SPHG 101 - Biostatistics

Current Role of Biostatistics
- Discusses the importance of biostatistics in public health.
- Originates from the speaker's work at a comprehensive cancer center, particularly at Lineberger focusing on cancer.

Personal Journey and Education
- Grew up in Maryland.
- Internship at NIH during high school ignited interest in cancer research.
- Attended Duke University, majoring in biology and math, became interested in bioinformatics and genomics during genomics’ rise in the early 2000s.
- Completed training grant in biostatistics at UNC, focusing on cancers.
- Further research conducted at Harvard School of Public Health and Dana Farber Cancer Institute on using genomic information for patient prognosis.
Current Position at UNC
- Leads cancer clinical trial designs to evaluate new treatments.
- Director of the biostatistics core at Lineberger cancer center, aiding faculty in study design and statistical consultations.
- Teaches Bio 735: Basic Coding in R, software implementation, and machine learning in biostatistics.

Why Pursue Biostatistics
- Definition: Applications of statistics in human health, public health, and biology.
- Distinction from traditional statisticians, focusing on health data and analyses.
- Career prospects for biostatistics graduates:
- Significant placements in pharmaceutical, technology firms, academic positions.
- Strong track record of graduates advancing to medical and graduate schools or directly into the workforce.

Current Research Areas
- Emphasis on precision medicine and cancer subtyping.
- Developing biomarkers to subcategorize patients for tailored treatments.
- Investigating machine learning methods to handle missing entries in electronic health record datasets.
- Funding for the development of large language models to recommend clinical trials for pancreatic cancer patients.

Genomic Insights
- Genomics defined: Measuring cellular activities via assays.
- DNA sequencing for mutations, RNA sequencing for gene expression, investigation of proteins that regulate gene expression.
- Aberrations at DNA/RNA levels lead to cancer through cellular state changes.
Biochemical Examinations in Cancer
- During diagnosis, assays help determine tumor characteristics and potential treatments.
- Uses genomic data from multiple patients to correlate markers indicating treatment efficacy.
Long-standing Role of UNC Cancer Research
- Historical contributions to the subtyping of breast and pancreatic cancers.
- Clinical tests developed based on these studies integrated into clinical practice.
- Ongoing studies to address cancer disparity based on subtypes and demographics.

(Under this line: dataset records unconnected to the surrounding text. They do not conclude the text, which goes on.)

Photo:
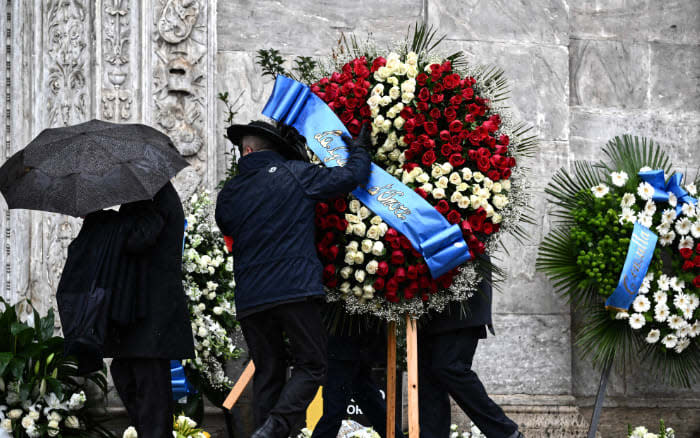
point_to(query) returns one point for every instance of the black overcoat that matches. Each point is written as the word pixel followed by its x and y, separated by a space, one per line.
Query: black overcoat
pixel 154 242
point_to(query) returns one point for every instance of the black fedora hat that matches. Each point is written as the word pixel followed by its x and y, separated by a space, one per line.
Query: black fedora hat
pixel 285 140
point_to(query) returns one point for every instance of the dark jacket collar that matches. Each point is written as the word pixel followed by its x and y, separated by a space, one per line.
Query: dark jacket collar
pixel 257 160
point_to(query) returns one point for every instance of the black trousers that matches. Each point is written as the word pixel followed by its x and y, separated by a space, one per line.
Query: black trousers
pixel 351 380
pixel 264 333
pixel 145 389
pixel 444 369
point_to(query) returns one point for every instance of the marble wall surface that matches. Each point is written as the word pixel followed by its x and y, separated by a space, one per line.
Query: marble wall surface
pixel 581 72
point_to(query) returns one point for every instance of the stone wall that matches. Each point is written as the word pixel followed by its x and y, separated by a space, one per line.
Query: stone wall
pixel 581 72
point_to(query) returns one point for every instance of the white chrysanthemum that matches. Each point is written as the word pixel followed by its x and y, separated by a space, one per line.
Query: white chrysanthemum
pixel 675 322
pixel 677 284
pixel 660 297
pixel 645 191
pixel 653 336
pixel 641 304
pixel 650 207
pixel 683 226
pixel 637 321
pixel 628 200
pixel 669 341
pixel 619 178
pixel 627 216
pixel 661 312
pixel 622 315
pixel 645 220
pixel 600 190
pixel 667 239
pixel 695 229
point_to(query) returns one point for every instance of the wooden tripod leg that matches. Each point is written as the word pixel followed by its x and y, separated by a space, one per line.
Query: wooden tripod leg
pixel 391 380
pixel 240 385
pixel 412 364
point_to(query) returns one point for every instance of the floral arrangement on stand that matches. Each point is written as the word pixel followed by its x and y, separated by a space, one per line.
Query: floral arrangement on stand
pixel 438 124
pixel 41 393
pixel 209 286
pixel 598 206
pixel 643 432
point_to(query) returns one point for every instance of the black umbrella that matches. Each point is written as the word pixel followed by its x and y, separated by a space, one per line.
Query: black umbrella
pixel 87 167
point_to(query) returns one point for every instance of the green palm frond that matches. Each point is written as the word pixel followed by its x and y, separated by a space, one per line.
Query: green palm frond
pixel 557 259
pixel 676 369
pixel 566 189
pixel 604 339
pixel 631 153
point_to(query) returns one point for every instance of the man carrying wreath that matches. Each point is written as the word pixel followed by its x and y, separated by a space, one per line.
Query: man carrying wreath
pixel 268 211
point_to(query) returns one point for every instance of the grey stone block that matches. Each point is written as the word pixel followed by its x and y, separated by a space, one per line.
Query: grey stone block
pixel 308 27
pixel 610 19
pixel 531 354
pixel 609 73
pixel 591 129
pixel 537 21
pixel 538 76
pixel 675 77
pixel 675 21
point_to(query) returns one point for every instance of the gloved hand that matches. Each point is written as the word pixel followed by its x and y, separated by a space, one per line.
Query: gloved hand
pixel 363 139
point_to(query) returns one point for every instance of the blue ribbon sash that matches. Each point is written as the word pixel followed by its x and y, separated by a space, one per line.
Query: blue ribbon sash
pixel 639 255
pixel 439 242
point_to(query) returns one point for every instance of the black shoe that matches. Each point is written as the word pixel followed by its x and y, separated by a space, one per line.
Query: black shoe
pixel 272 428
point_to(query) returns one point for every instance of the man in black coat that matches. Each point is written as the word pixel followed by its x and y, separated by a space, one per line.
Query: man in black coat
pixel 268 210
pixel 143 349
pixel 446 347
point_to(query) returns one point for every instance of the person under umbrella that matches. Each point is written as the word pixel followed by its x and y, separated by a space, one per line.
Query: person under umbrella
pixel 120 293
pixel 268 210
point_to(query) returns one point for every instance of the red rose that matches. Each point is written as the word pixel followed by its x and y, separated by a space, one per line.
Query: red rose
pixel 424 94
pixel 456 160
pixel 397 257
pixel 429 158
pixel 378 62
pixel 430 128
pixel 450 114
pixel 437 98
pixel 453 217
pixel 442 206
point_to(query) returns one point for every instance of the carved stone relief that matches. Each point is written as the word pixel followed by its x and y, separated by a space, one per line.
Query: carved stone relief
pixel 117 98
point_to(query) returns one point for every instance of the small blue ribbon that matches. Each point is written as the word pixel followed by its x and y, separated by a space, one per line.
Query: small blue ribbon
pixel 639 255
pixel 440 243
pixel 178 380
pixel 662 188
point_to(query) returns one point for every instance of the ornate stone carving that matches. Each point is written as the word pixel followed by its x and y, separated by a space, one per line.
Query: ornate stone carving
pixel 179 71
pixel 67 31
pixel 117 98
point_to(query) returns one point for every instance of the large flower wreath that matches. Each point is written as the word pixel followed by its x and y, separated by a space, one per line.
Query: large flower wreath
pixel 441 127
pixel 599 205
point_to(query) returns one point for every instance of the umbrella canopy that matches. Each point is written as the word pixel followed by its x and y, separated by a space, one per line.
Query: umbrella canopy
pixel 83 168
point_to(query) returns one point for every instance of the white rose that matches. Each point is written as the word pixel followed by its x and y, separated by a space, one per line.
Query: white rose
pixel 378 248
pixel 358 257
pixel 371 267
pixel 72 422
pixel 373 233
pixel 438 193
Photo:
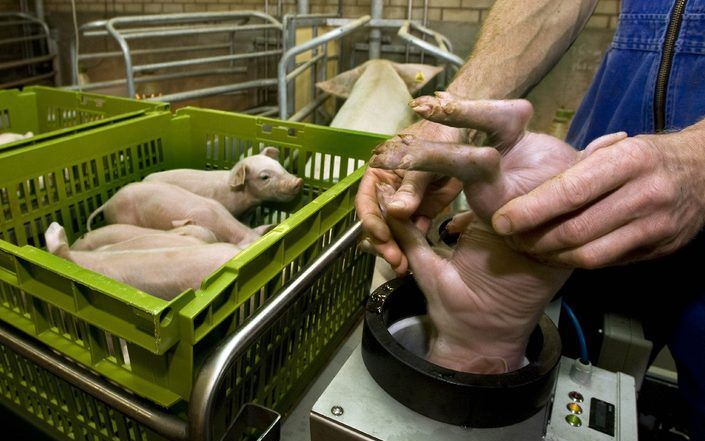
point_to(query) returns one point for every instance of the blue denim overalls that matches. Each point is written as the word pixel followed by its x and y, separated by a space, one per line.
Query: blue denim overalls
pixel 667 294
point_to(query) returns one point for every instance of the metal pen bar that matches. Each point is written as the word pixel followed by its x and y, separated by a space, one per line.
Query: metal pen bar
pixel 20 63
pixel 160 77
pixel 428 47
pixel 309 108
pixel 112 27
pixel 98 32
pixel 193 17
pixel 211 375
pixel 26 81
pixel 291 53
pixel 101 32
pixel 23 39
pixel 302 67
pixel 163 50
pixel 204 60
pixel 126 403
pixel 373 23
pixel 442 40
pixel 198 30
pixel 210 91
pixel 16 22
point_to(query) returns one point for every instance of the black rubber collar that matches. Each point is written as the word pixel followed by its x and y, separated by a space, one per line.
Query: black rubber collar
pixel 445 395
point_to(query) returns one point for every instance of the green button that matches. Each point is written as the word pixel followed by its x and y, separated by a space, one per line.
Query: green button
pixel 573 420
pixel 575 408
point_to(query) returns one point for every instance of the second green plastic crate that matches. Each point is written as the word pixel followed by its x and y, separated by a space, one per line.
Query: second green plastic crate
pixel 146 344
pixel 48 112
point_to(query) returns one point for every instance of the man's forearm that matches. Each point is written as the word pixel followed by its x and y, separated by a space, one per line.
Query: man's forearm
pixel 518 44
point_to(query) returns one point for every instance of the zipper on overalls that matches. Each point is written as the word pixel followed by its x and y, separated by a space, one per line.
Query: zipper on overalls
pixel 664 70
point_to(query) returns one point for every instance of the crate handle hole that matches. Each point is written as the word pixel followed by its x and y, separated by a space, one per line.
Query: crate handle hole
pixel 166 317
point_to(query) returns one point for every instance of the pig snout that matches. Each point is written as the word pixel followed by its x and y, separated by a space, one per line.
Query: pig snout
pixel 290 188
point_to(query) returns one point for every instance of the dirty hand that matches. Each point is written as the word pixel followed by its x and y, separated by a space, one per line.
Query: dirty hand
pixel 418 195
pixel 484 300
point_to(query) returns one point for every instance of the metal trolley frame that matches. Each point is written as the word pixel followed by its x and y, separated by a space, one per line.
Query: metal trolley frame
pixel 199 424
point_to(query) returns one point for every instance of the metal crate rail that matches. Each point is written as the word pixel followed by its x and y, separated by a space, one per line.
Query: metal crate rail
pixel 35 61
pixel 183 60
pixel 143 343
pixel 83 406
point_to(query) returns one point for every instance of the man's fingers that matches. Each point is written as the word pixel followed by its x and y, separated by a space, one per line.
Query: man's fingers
pixel 467 163
pixel 579 186
pixel 367 208
pixel 614 211
pixel 623 245
pixel 408 197
pixel 503 120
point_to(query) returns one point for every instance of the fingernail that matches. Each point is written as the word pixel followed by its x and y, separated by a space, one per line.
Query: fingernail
pixel 406 138
pixel 396 204
pixel 503 225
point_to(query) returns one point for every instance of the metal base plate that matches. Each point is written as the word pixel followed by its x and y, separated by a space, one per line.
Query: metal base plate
pixel 369 413
pixel 355 408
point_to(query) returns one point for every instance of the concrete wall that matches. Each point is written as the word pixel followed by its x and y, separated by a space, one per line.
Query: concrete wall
pixel 461 11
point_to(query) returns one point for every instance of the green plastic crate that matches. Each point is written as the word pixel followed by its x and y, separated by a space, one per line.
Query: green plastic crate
pixel 48 112
pixel 151 346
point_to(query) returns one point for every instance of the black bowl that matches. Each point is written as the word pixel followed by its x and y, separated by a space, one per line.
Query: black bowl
pixel 453 397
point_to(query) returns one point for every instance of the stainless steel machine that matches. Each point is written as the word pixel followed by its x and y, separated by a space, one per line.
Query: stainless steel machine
pixel 583 402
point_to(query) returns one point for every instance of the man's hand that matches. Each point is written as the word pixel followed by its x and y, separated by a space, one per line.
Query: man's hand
pixel 419 195
pixel 632 199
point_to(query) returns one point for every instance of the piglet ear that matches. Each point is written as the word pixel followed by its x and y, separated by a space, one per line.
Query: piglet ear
pixel 237 176
pixel 270 151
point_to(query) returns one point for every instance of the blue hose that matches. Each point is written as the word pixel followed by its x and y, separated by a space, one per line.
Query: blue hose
pixel 578 330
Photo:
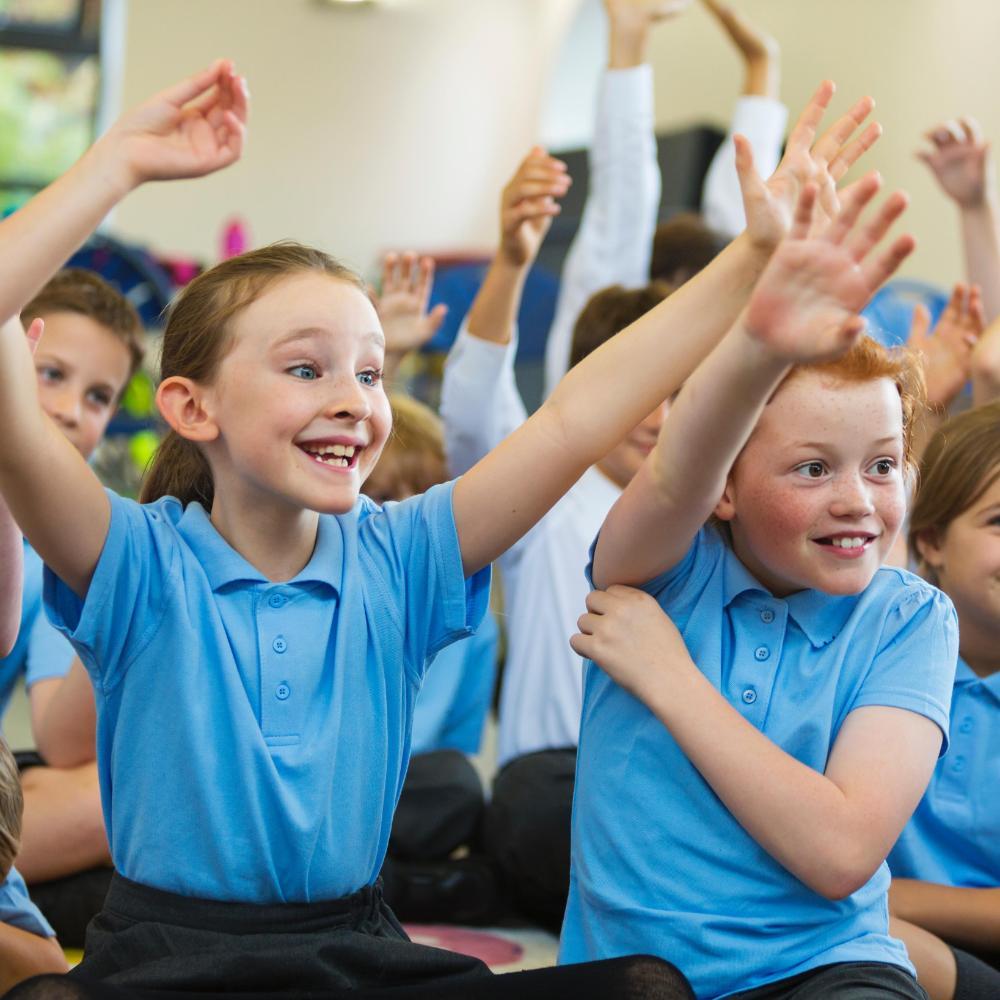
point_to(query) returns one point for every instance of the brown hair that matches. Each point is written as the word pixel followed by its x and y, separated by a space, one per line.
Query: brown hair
pixel 83 292
pixel 682 246
pixel 609 311
pixel 867 361
pixel 413 459
pixel 11 809
pixel 961 462
pixel 197 337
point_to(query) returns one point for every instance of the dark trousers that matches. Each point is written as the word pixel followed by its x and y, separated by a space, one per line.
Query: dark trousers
pixel 150 943
pixel 527 831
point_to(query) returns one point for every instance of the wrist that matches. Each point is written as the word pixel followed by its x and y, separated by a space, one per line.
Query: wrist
pixel 627 46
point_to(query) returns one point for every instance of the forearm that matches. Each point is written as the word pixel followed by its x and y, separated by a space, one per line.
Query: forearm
pixel 11 579
pixel 799 816
pixel 494 311
pixel 981 244
pixel 23 954
pixel 37 239
pixel 969 918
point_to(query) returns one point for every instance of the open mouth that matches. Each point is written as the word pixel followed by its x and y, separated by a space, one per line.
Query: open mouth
pixel 846 546
pixel 336 456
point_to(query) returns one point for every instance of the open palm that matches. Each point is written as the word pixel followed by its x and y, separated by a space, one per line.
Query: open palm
pixel 804 308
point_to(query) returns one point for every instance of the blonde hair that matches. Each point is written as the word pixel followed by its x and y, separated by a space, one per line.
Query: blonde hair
pixel 198 335
pixel 413 459
pixel 11 809
pixel 961 462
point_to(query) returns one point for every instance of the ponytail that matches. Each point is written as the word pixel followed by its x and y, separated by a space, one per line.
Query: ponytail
pixel 178 469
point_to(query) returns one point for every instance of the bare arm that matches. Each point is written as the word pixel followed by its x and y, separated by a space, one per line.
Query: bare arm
pixel 969 918
pixel 803 309
pixel 618 385
pixel 830 830
pixel 23 955
pixel 960 160
pixel 190 129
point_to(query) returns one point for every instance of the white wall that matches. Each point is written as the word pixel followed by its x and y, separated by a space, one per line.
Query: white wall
pixel 396 124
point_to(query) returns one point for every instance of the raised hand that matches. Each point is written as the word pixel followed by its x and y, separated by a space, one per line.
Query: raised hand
pixel 528 204
pixel 770 205
pixel 805 305
pixel 402 302
pixel 947 350
pixel 960 160
pixel 193 128
pixel 630 637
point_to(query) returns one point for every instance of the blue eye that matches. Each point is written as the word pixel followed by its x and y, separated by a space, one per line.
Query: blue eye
pixel 883 467
pixel 811 470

Challenges in Pancreatic Cancer
- Poor survival rates (5-year survival: 10%; median survival under 11 months) due to late-stage diagnosis.
- Silent nature of the disease complicates early detection.
Research Developments
- Identification of pancreatic cancer subtypes using gene expression data through non-negative matrix factorization and consensus clustering identified two main subtypes:
- "Basal-like" (orange) and "Classical" (blue).
- Differences in survival rates observed depending on subtype; basal-like patients show a higher rate of aggressive disease with lower survival.
Statistical Models for Treatment Prediction
- Developed the PUREST model for predicting pancreatic cancer subtypes using penalized logistic regression.
- Outcome validation: basal-like subtype patients exhibit poor tumor response to standard therapies compared to classical subtype.

Current Clinical Trial Work
- Engagement in designing adaptive trials in response to patient tumor changes during treatment.
- Collaboration with physician experts to develop frameworks for real-time monitoring and treatment adaptation.
ARPA-H Program Contribution
- Funding of $28-30 million for a clinical trial focused on responding to evolving tumor environments in metastatic cancer.
Trial Design Innovations
- Patient samples used to determine treatment eligibility and randomization based on biomarkers; allows real-time treatment adjustments.

Student Research Opportunities
- Examples include a student analyzing mutations in colorectal cancer impacting treatment efficacy and leading to publications and potential industry collaborations.
Statistical Method Development
- Students worked on developing new statistical models and software for cancer research outcomes.

Public Health Perspective
- Discussion on preventive measures receiving less funding; need for robust research on early detection methods for various cancers.
- National Cancer Institute initiative for early detection to combat late-stage diagnoses and enhance treatment efficiency.
Innovative Screenings
- Blood and imaging-based early detection methods being explored.

Overall Contributions of Biostatistics
- Empowering research efforts to tackle complex health questions and improve patient outcomes through collaboration between statisticians and subject matter experts.
- Critical role of biostatisticians in advancing public health, clinical applications, and the utilization of technology in cancer research.

Interaction with Patients
- Limited direct contact with patients; key insights gained through advisory roles enhancing research focus.
- Calls to leverage computational tools to improve patient access to clinical trial information.
Patient-Centric Research
- Emphasis on the necessity for public education on cancer prevention as a vital aspect of healthcare.